Student Councils got jokes!
Lily Teske, “Why do communists drink herbal tea?”… “Because proper tea is theft.”
Alex Helmes, “I was in the hotel lobby when I heard two chess masters and they were bragging about past wins. They were chestnuts boasting in an open fayer.”
Bedad Ebadeh Ahwazi, “Why do we tell actors to break a leg?”… “So they can end up in a cast.”
Zach Christenson, “ A guy is sitting at home when he hears a knock at the door. He opens the door and sees a snail on the porch. He picks up the snail and throws it as far as he can. Three years later there’s a knock on the door. He opens it and sees the same snail. The snail says “What the heck was that all about?”
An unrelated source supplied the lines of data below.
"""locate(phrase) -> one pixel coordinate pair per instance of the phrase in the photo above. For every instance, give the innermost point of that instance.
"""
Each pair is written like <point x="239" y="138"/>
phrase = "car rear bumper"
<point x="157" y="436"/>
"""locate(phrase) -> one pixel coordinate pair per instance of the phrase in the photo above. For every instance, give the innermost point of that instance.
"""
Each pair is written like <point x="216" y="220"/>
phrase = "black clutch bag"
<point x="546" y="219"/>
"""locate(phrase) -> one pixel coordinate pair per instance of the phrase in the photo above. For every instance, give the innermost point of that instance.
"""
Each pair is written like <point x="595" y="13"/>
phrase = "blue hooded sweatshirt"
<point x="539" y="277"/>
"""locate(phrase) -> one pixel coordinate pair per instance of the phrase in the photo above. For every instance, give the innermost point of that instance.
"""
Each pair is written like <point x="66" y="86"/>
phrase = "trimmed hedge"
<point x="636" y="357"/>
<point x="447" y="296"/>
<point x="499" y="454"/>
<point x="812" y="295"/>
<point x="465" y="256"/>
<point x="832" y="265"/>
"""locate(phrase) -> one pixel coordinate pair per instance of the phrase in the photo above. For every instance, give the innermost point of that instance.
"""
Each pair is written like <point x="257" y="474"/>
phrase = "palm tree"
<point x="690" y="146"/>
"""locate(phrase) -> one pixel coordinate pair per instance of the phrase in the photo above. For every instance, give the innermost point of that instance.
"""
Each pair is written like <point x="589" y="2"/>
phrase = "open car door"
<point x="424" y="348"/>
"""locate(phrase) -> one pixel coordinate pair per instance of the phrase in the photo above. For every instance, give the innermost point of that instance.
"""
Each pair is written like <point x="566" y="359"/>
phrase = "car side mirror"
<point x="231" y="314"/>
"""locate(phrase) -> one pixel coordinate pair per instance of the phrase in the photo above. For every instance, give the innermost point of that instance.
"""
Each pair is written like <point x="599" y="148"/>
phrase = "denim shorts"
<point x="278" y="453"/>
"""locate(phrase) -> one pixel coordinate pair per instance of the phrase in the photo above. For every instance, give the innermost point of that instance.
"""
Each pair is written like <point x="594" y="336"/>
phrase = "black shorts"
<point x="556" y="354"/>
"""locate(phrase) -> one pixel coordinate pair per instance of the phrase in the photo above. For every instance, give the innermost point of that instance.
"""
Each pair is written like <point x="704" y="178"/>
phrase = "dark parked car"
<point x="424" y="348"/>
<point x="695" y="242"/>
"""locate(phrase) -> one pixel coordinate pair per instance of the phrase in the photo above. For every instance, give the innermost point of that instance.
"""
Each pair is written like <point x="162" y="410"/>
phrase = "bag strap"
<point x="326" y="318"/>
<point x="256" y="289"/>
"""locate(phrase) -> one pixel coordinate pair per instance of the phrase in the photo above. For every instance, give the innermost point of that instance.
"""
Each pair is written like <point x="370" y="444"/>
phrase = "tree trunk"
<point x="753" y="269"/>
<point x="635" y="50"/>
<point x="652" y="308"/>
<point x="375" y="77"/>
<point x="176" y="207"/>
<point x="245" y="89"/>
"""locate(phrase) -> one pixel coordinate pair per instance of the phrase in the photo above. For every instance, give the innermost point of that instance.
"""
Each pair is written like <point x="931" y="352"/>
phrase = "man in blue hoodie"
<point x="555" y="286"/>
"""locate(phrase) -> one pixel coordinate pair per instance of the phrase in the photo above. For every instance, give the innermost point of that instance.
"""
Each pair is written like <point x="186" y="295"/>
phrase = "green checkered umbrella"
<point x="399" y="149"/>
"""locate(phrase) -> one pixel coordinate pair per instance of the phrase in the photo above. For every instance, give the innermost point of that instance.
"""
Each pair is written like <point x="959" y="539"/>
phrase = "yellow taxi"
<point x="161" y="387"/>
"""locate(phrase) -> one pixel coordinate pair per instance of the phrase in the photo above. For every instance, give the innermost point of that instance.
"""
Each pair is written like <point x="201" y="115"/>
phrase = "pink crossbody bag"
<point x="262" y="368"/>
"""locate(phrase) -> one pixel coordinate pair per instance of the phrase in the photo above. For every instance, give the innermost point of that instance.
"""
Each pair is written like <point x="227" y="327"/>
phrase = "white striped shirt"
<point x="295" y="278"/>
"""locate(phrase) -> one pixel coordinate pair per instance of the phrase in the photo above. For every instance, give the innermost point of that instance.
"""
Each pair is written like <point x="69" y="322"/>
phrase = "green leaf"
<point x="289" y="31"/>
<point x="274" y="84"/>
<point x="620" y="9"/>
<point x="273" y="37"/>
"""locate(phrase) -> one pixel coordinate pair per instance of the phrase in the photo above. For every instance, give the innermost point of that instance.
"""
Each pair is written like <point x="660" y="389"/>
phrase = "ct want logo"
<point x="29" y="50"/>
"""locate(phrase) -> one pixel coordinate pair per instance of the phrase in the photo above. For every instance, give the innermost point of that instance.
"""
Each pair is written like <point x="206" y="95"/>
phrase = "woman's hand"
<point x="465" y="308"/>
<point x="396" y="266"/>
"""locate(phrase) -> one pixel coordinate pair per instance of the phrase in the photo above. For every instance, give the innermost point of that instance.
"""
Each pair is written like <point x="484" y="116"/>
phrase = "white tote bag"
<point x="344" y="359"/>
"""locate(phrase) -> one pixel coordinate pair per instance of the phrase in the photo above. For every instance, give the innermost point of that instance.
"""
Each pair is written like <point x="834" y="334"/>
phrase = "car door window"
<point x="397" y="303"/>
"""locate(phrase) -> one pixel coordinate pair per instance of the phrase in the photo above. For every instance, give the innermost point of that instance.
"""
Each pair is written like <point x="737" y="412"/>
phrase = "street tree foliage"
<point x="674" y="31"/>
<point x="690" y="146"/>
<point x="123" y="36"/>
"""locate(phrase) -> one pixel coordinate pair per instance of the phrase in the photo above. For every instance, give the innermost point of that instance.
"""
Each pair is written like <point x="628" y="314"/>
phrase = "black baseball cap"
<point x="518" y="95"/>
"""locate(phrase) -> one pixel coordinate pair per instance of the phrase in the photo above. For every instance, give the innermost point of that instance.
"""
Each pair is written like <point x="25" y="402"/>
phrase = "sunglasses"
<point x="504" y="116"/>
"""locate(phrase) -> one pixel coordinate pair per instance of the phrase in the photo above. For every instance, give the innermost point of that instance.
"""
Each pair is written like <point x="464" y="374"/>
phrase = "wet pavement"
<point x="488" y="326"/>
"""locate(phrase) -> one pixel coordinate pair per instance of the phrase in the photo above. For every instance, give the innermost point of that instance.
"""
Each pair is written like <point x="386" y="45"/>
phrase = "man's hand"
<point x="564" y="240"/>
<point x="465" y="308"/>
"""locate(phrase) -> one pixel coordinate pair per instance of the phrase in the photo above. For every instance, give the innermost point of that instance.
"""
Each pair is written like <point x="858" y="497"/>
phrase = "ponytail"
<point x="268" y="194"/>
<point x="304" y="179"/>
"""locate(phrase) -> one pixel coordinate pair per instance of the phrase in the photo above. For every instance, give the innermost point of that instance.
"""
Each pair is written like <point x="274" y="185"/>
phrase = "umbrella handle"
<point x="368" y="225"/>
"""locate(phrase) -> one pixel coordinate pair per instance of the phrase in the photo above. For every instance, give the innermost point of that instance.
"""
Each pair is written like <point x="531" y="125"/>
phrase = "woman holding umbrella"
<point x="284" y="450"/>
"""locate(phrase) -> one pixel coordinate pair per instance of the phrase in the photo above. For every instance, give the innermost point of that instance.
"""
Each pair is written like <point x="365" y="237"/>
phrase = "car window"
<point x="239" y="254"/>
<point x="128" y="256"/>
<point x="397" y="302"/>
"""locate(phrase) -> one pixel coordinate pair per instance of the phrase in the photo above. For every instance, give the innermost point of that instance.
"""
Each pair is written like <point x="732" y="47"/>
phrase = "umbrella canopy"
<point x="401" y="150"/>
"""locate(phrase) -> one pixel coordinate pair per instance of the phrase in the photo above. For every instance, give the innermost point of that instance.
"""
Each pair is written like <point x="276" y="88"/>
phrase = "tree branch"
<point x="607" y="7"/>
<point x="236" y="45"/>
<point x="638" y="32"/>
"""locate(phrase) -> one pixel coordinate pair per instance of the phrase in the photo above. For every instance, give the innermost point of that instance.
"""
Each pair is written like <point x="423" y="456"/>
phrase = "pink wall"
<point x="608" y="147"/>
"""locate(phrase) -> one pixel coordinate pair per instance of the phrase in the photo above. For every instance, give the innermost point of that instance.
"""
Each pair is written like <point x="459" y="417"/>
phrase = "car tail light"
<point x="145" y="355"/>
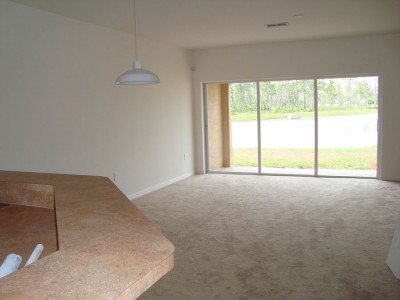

Carson Sainsbury, “What’s brown and sticky?’… “ A stick.”
Braden Clark, “ Teacher: Kids, what does the chicken give you?
Teacher: Very good! What does the pig give you?
Teacher: Great! What does the cow give you?
Colton Funke, “ What’s the least spoken language in the world?”…. “Sign language.”
Kennedy Bulkley, “ Are you a parking ticket? Because you’ve got fine written all over you.”
Sheldon Flanery “What do you call a Catholic priest who became a lawyer?”… “A father in law.”
Maddy Harris “What do you get when you cross-breed a shark and a cow?”… “I have no idea but I wouldn’t try milking it.”
Weston Casdorph, “What would Twin Falls High School be with the B?”… “Ruins.”
Latinos In Action:
Sophia Castillo “Why did the Mexican cross the road?”… “The mom yelled “Ven-paCA!”
Nicole Quintero “You wanna hear a dirty joke? It was raining and the white horse ran through a mud puddle now you wanna clean joke? It took a bath.”
Karrisa “Why did the toilet paper get stuck in the road?”… “It got stuck in a crack.”